Bolivia's opposition launched a strike Wednesday amid protests and disturbances over disputed election results that pointed to another term for President Evo Morales, who likened the stoppage caused by the strike to a right-wing coup.
Speaking to reporters, Morales said he will take measures to "defend" democracy and is confident he will be declared the winner of Sunday's election with no need for a run-off.
Clashes broke out between rival demonstrators Wednesday in the eastern city of Santa Cruz, the country's largest and an opposition bastion.
Offices in the city housing Bolivia's electoral authority were set on fire overnight, and security forces clashed with demonstrators in La Paz and elsewhere.
Morales, a former coca farmer and Latin America's longest serving leader, is seeking a fourth straight term. The opposition has reported fraud in the counting of votes from the weekend election.
"A coup is underway.
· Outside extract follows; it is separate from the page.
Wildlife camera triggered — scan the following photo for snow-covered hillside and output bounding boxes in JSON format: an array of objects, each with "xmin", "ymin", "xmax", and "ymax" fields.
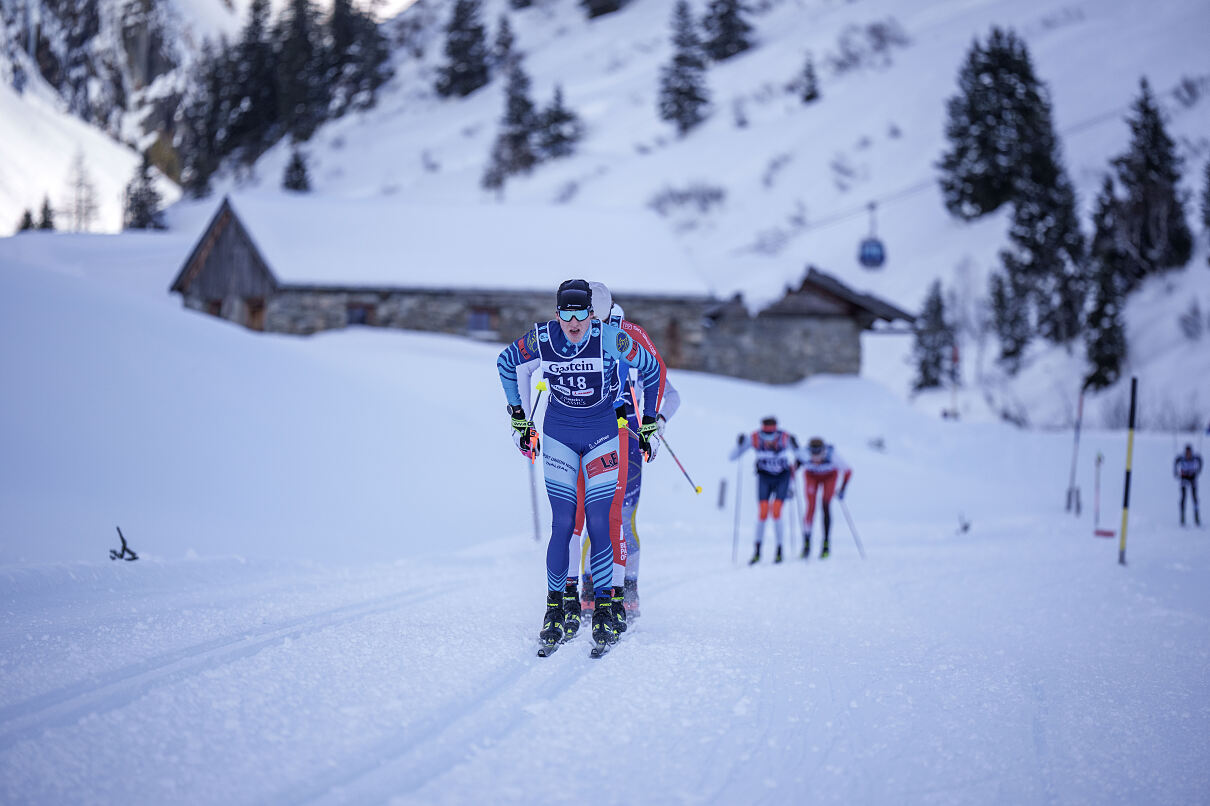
[
  {"xmin": 2, "ymin": 225, "xmax": 1209, "ymax": 804},
  {"xmin": 238, "ymin": 0, "xmax": 1210, "ymax": 425}
]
I want the people of Bolivia to know. Until now, humbly, we have put up with it in order to avoid violence and we have not entered into confrontation," Morales said in his first public remarks since the election, referring to the strike and violent anti-government protests that broke out after the election.
A “drastic and hard to explain change”
Partial results released Sunday night suggested Morales would face off in a second round with his main rival, the centrist Carlos Mesa. There was then a 15-hour pause where no more results were made public.
Things changed dramatically Monday when the electoral commission released new numbers that practically gave the win to Morales, drawing opposition complaints of fraud and triggering rioting in some cities.
Mobs torched electoral offices in Sucre and Potosi, while rival supporters clashed in the capital La Paz.
Monitors from the Organisation of American States said they, too, had seen a "drastic and hard to explain change" in the trend of the initial results.
As of Wednesday around noon in Bolivia, with 96.6 percent of votes counted, Morales had 46.03 percent compared to 37.36 percent for Mesa. He needs a 10 point lead over Morales to avoid a runoff, according to the commission.
Representatives of civil society organisations from Bolivia's six regions backed a call to extend a strike originally set for Tuesday in the country's largest city Santa Cruz.
The general strike went into effect at midnight Tuesday and will "continue until democracy and the will of the citizens are respected," the organisations said.
Protests in support of Morales
Meanwhile, an umbrella organisation of pro-Morales labor and farmers' unions, CONALCAM, called on its members to defend the official results.
"We will go out on the streets and on the roads to firmly defend democracy and the votes of Bolivians," said the leader of the main union, Juan Carlos Guarachi, after a meeting with Morales.
Long lines formed at gas stations Tuesday amid fears of shortages.
Health workers, on strike for the past month, demonstrated outside the electoral authority headquarters on Tuesday.
Mesa, who served as president from 2003 to 2005, accused Morales of colluding with the Supreme Electoral Tribunal to tweak results and avoid a run-off.
Spain, Argentina, Brazil and Colombia also voiced concern.
A new mandate
Morales has led the country since taking office in 2006, when he became its first indigenous president, but his popularity has waned in recent years amid allegations of corruption.
A new mandate would keep him in power until 2025.
As leader of his Movement for Socialism Party, Morales points to a decade of economic stability and considerable industrialisation as his achievements, while insisting he has brought "dignity" to Bolivia's indigenous population, the largest in Latin America.